The voir dire summary from today notes the following: 160 jurors reported, 76 jurors were excused for cause, 20 jurors were struck by counsel, 49 jurors were unused and 15 jurors were selected.

Once the jurors filed into the courtroom we could see the jury consisted of 11 women and 4 men.

Turning to Berger’s response to the defense’s motion to move the trial, the judge ultimately concluded the motion should be denied.

In her response, Berger noted that although the government had not filed a response to the defense’s motion and that the government’s previous filing on the subject (dated Feb. 27, 2015) remained relevant.

Berger wrote:

“The United States argued that the level of pretrial prejudice to the Defendant in this district was insufficient under Supreme Court precedent to mandate transfer of this case to voir dire. It instead urged the Court to follow the “near-universal” rule that  a change of venue is only required if voir dire proves “that an impartial jury cannot be empaneled.”

Berger then notes after a review of the parties’ pleadings – which include exhibits and reports – that the “Defendant’s arguments surrounding presumed prejudice to be unavailing.”

She continued:

“While the Defendant has pointed to the large volume of media coverage across many outlets, this is not enough.”

She cites a court case in which it was determined that the volume of publicity alone does not preclude a defendant from a fair trial, then adds:

“Further, the Court finds that the articles referenced were not highly inflammatory nor factually inaccurate.”

Discussing the media coverage of Blankenship and the Upper Big Branch mine disaster, she cites the defense’s concerns that comments associated with news articles found on the Internet reveal that some people seemingly believe Blankenship is on trial for the explosion and the resulting 29 deaths at the mine (which is NOT what he is on trial for).

She says:

The articles themselves do not state that the Defendant is on trial for murder or that he caused the explosion, but instead, social media comments by readers of the article suggest that is the case.”

Berger also notes that although the Blankenship case has been high profile, it has not received more publicity or inflammatory comments than other major federal cases, such as last year’s water crisis.

Berger also brings up the “documentary” Blankenship made following the Upper Big Branch mine explosion, noting that the defense pointed to the documentary as motivation for the government for the charges against Blankenship.
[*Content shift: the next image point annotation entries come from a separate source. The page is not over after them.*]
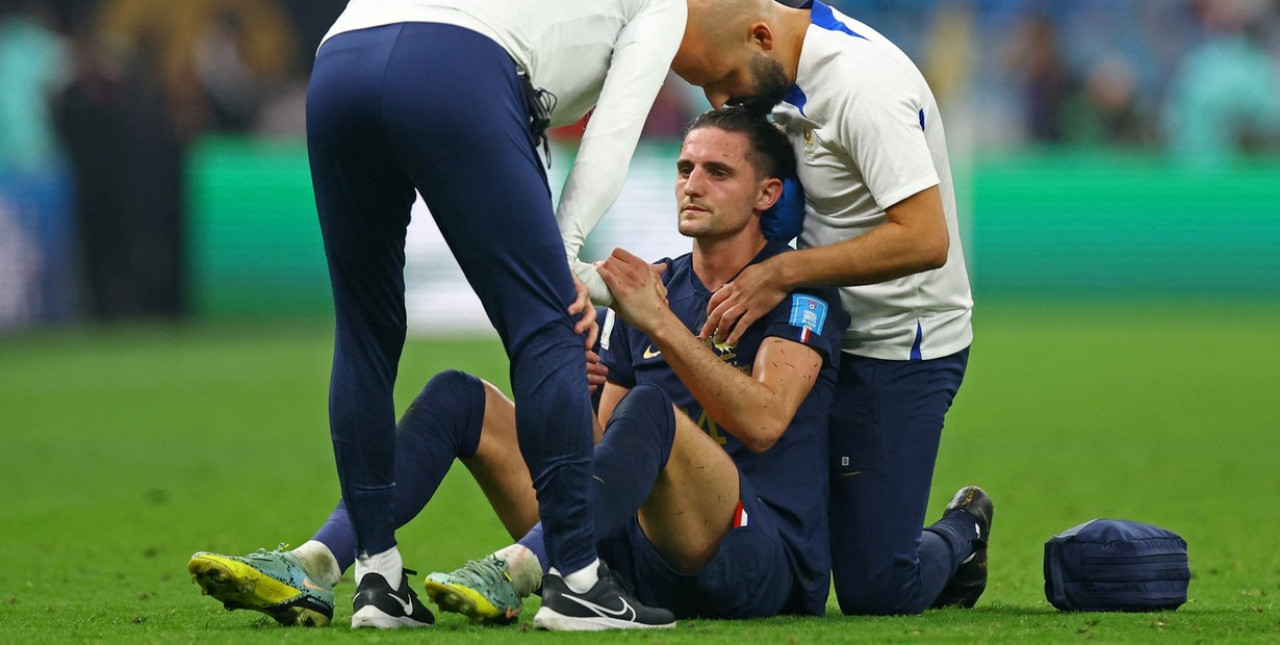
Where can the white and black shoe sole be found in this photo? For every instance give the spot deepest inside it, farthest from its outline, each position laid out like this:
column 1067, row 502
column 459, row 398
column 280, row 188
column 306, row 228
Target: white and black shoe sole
column 549, row 620
column 371, row 616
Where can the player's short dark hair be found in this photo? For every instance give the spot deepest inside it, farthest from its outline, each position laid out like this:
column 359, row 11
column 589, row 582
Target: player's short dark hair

“It is uncontested that this video, produced by the Defendant, “invited media attention,” and combined with the indictment, created a media spotlight, particularly in light of the Defendant’s declarations of innocence and perceived victimization. The Fourth Circuit has stated that “a defendant should not be allowed to manipulate the criminal justice system by generating publicity and then using that same publicity to support his claim that the media attention surrounding his case created a presumption of prejudice.”

Berger finally notes that moving the trial to a different venue might not make a difference given the fact that the Upper Big Branch mine explosion was covered by national media outlets including the Los Angeles Times, the Wall Street Journal and the New York Times.

“Although the Southern District of West Virginia is “coal country,” it is not the only coal-producing region in the United States, and certainly not the only region where the trial of a former CEO of a public company would attract media attention.”

Berger finally notes how she’s attempted to remain vigilant in ensuring the jurors selected do not have a bias. She cites the gag order she placed during the early months of the trial, which was ultimately overturned by the Fourth Circuit, before ultimately concluding:

The Defendant has failed to establish that prejudice should be presumed. Thus, voir dire should ensue.